Interpretable Word Embeddings from knowledge graph embeddings
A while ago, I created interpretable word embeddings using polar opposites (I used their jupyter notebook from here https://github.com/Sandipan99/POLAR) from wikidata5m knowledge graph embeddings (from here: https://graphvite.io/docs/latest/pretrained_model.html). It resulted in a gigantic file of pretrained embeddings which sort concepts along 700 semantic differentials, i.e. like good/bad.
However, the wikidata5m knowledge graph is huge. Roundabout 5 million concepts and 13 million spellings. A joined parquet file would properly take 100 GB of disk space. One way to make it usable with limited RAM is using databases. I could just use duckdb or arrow and tidytext together. I don’t like the thought of using a huge file just to assign embeddings. Also lot’s of the concepts in the knowledge graph are exotic, the tokens rarely attract human interest. Like specific fighter jet model spellings.
The appeal of this large graph is that it allows to create interpretable document embeddings and investigate corpora without the need for domain specific topic modeling, more concepts means more coverage.
All I want is that it is flexible enough to be used on real sentences, we can achieve that with a huge vocabulary or character n-grams.
I need to reduce the size to make it practical.
I had got inspired by radix.ai to reproject quantized fasttext embeddings into knowledge graph embeddings with an MLP before, this here seems like a persuasively valuable use case of that approach to try that out.
First step is to make the spaces mappable. For that we gotta create a subset of the knowledge graph embeddings which overlap with the learned terms from the fasttext embeddings (we can also expand that for select concepts). Let’s do that.
Taking a peek at the embeddings
To exemplify, I’ll grab an example concept and show how it is positioned.
pacman::p_load(tidytable, data.table, tidyverse, arrow, ggcharts, wordVectors, pbmcapply)
#Some file preparations
polar_embeddings <- arrow::read_parquet("/run/media/knut/HD/knut/Desktop/MLearningAlgoTests/data/polar/polar.parquet")

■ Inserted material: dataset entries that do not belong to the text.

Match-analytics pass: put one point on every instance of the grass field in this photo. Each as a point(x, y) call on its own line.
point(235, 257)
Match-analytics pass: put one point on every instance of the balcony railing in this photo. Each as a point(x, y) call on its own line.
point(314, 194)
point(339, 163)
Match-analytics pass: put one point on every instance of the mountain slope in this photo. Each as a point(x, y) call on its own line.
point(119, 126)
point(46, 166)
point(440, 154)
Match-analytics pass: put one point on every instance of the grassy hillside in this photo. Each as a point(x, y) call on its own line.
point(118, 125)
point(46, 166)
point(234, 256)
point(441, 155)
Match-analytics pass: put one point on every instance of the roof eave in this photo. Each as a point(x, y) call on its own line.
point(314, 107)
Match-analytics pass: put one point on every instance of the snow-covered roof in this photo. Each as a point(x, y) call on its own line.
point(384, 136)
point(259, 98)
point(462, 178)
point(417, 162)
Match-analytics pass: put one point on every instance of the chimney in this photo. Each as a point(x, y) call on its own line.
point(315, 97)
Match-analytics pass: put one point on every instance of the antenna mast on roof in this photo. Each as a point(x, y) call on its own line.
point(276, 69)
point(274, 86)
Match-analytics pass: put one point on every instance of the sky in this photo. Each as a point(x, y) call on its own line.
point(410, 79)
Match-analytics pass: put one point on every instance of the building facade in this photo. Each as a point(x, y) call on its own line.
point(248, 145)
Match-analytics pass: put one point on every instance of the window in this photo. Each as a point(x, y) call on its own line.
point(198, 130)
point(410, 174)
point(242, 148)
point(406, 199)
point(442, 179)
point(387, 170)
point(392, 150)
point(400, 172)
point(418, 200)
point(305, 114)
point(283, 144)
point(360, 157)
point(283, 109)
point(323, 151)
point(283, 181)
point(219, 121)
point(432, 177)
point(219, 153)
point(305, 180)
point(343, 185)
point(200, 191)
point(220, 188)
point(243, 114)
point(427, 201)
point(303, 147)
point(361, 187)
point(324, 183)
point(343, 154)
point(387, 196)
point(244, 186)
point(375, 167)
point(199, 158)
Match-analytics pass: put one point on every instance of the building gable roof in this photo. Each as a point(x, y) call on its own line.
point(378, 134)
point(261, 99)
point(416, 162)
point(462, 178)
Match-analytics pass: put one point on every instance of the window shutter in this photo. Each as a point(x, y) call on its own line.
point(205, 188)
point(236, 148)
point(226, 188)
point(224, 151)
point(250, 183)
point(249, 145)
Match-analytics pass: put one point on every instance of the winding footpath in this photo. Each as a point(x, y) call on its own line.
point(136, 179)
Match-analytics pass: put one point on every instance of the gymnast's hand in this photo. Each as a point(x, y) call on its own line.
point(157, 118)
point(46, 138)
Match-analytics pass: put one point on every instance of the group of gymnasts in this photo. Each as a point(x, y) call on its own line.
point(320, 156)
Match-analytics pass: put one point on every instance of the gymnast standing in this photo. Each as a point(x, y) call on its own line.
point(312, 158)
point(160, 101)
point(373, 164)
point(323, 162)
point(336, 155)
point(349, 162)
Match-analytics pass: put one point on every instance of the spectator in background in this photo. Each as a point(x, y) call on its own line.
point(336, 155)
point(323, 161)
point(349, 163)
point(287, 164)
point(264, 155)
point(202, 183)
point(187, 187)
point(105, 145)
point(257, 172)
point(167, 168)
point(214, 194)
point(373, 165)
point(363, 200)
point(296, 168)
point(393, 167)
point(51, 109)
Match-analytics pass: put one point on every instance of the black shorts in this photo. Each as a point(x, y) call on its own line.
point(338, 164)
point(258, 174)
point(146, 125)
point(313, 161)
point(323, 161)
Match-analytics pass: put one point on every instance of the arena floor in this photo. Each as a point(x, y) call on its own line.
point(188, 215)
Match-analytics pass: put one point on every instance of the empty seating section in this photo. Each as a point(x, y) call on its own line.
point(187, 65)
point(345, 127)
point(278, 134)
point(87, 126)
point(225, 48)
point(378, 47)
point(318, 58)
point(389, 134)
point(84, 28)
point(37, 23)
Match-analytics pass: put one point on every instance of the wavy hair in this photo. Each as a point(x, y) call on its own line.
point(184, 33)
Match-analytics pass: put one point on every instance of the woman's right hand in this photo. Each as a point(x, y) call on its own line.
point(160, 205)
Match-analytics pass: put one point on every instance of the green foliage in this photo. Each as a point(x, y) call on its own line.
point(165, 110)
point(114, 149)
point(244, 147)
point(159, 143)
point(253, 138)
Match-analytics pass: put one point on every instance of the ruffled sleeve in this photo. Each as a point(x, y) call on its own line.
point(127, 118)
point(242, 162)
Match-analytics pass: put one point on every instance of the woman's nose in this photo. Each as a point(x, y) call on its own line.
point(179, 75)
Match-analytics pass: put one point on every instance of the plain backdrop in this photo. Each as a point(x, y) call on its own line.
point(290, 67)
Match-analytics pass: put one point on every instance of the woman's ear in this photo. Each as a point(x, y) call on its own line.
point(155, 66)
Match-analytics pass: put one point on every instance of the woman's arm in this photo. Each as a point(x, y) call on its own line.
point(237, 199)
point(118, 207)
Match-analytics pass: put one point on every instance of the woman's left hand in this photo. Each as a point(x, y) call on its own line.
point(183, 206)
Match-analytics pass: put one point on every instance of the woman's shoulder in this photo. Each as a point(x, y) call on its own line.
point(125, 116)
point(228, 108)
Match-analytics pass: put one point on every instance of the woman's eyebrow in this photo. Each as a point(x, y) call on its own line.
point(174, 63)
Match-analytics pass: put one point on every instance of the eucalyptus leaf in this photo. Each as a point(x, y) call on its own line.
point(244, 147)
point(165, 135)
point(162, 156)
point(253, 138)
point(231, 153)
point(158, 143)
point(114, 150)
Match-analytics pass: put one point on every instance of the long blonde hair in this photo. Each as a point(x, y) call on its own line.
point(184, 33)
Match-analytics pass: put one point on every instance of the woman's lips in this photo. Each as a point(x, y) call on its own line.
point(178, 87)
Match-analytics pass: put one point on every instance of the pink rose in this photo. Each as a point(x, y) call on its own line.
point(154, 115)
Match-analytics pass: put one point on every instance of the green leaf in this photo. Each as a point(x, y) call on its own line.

polar_ids <- fread("/run/media/knut/HD/MLearningAlgoTests/data/polar/polar_id.csv")
polar_embeddings$rowid <- polar_ids$id
entities <- fread("/run/media/knut/HD/MLearningAlgoTests/data/polar/entities.csv") %>% separate.(col = label, c("label2", "specification"), sep = "(", remove = F) %>% mutate.(label2=str_squish(label2))
entities %>% mutate(label2=tolower(label2)) %>% filter.(str_detect(label2, "sadam hussain"))
## # A tidytable: 1 × 5
## rowid wikientity label label2 specification
## <dbl> <chr> <chr> <chr> <chr>
## 1 25635 Q1316 sadam hussain sadam hussain <NA>
So how is this guy positioned?
On the polar opposites scale, the numbers can be negative.
Note this system is not perfect, not all scores make sense.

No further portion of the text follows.